FIGURE 3. CT, Computer-Aided-Design, and 3D Print Analysis of the LVOT to Characterize and Quantify the Residual Post-TMVR “Neo-LVOT” Area Overcomes the Limitations of Traditional 2D Imaging Planes.

FIGURE 3

Preliminary data utilizing 2-dimensional (2D) echo imaging correlated acute angulation of the mitral aorta-outflow-angle (mAOA) with higher risk of LVOT obstruction compared with that of more obtuse mAOA. On the basis of our single-center experience, the association between mAOA and risk of LVOT obstruction was not reproducible (A and B).

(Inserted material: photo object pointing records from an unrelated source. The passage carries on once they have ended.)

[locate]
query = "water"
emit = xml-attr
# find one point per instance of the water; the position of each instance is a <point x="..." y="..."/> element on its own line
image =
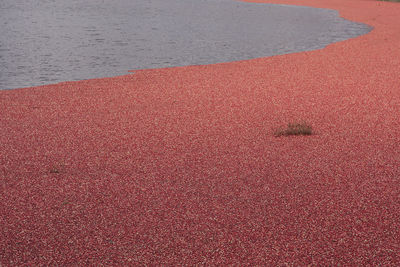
<point x="49" y="41"/>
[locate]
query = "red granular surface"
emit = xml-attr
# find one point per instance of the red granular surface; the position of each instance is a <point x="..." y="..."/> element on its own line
<point x="180" y="166"/>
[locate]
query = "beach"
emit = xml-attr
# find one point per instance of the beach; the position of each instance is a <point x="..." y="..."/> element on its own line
<point x="180" y="166"/>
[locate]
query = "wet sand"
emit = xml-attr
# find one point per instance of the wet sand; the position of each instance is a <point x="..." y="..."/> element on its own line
<point x="180" y="166"/>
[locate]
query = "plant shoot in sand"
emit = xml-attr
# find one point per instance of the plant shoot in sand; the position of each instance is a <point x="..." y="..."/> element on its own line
<point x="294" y="129"/>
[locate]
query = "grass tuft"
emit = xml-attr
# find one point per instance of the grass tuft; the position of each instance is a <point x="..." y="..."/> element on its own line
<point x="294" y="129"/>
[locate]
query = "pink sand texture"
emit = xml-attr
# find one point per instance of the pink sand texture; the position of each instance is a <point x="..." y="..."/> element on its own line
<point x="180" y="166"/>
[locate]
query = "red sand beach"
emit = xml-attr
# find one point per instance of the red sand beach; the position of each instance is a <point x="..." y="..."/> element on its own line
<point x="180" y="166"/>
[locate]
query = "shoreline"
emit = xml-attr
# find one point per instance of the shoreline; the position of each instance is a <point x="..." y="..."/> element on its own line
<point x="181" y="166"/>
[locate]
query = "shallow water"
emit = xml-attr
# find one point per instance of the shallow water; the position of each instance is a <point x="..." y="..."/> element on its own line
<point x="49" y="41"/>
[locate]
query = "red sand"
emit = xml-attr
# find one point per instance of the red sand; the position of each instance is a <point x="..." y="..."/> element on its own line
<point x="180" y="166"/>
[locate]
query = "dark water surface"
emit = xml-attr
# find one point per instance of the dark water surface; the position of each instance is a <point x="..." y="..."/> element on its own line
<point x="49" y="41"/>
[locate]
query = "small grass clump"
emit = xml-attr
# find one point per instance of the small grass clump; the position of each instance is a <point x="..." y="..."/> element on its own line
<point x="294" y="129"/>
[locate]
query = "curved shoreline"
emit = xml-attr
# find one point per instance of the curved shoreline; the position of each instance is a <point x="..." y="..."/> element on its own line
<point x="204" y="33"/>
<point x="180" y="166"/>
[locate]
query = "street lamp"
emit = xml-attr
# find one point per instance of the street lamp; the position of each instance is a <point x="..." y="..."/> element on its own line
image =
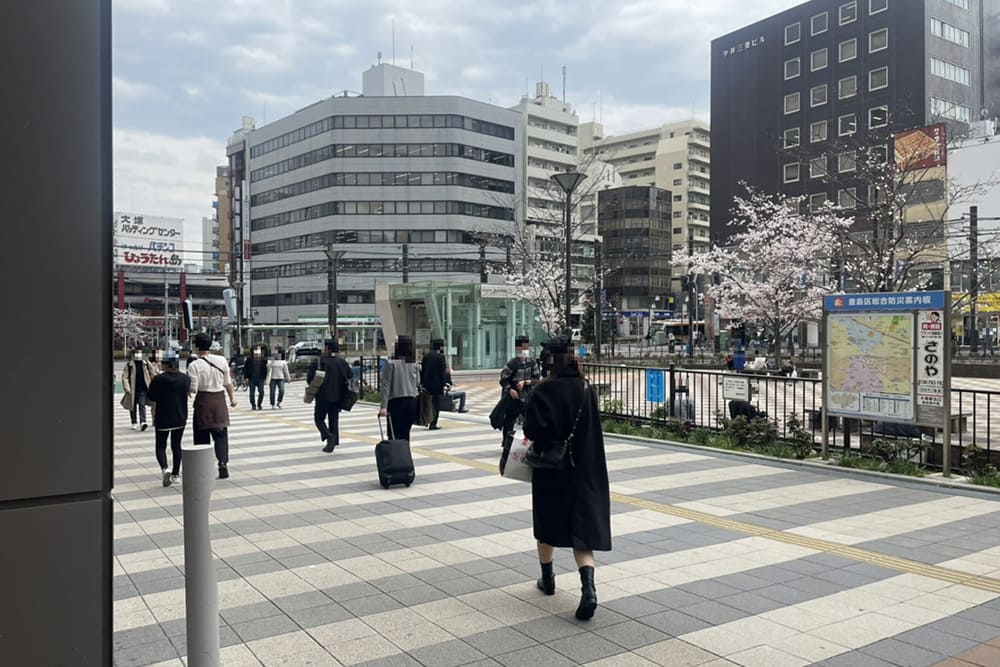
<point x="568" y="182"/>
<point x="332" y="257"/>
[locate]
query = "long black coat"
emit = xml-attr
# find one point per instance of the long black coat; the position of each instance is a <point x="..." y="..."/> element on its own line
<point x="570" y="508"/>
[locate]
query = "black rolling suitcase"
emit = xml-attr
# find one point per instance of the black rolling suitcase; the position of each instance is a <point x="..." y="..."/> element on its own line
<point x="394" y="460"/>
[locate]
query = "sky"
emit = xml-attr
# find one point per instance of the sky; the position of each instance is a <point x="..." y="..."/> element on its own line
<point x="187" y="71"/>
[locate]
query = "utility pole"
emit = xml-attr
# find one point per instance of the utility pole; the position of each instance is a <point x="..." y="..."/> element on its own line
<point x="598" y="300"/>
<point x="974" y="277"/>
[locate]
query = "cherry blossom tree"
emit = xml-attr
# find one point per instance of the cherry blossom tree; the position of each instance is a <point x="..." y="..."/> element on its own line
<point x="775" y="270"/>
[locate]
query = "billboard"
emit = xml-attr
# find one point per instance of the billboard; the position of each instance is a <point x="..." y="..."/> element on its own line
<point x="146" y="240"/>
<point x="922" y="148"/>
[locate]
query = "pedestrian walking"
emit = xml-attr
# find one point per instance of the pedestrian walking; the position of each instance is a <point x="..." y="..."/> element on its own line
<point x="277" y="376"/>
<point x="330" y="395"/>
<point x="210" y="383"/>
<point x="571" y="506"/>
<point x="518" y="378"/>
<point x="256" y="372"/>
<point x="434" y="378"/>
<point x="136" y="376"/>
<point x="169" y="390"/>
<point x="400" y="387"/>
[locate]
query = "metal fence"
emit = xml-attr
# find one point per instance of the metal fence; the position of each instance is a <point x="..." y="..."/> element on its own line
<point x="622" y="395"/>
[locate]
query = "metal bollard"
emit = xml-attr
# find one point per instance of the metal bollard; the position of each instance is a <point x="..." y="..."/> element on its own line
<point x="201" y="591"/>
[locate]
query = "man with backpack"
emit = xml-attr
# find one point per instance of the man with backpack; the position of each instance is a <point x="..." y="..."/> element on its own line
<point x="332" y="394"/>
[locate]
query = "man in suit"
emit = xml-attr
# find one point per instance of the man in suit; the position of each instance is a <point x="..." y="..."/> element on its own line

LVOT obstruction is not solely dependent on mAOA. Personalization and determination of feasibility of TMVR in patient-specific anatomy may not be accounted for if relying on 2D measurements of a 3D anatomy (A). CT and CAD 3DP analysis of the “neo-LVOT” surface area overcomes the limitations of traditional 2D imaging planes. THV implantation in the mitral position results in permanent anterior motion/displacement of the surgical/native anterior mitral leaflet. Both THV frame and permanent anterior motion/displacement can result in severe LVOT obstruction (C). The importance of understanding the application of this technology is the ability to test devices in patient-specific cardiac anatomy ex vivo for LVOT encroachment. Abbreviations as in Figure 1.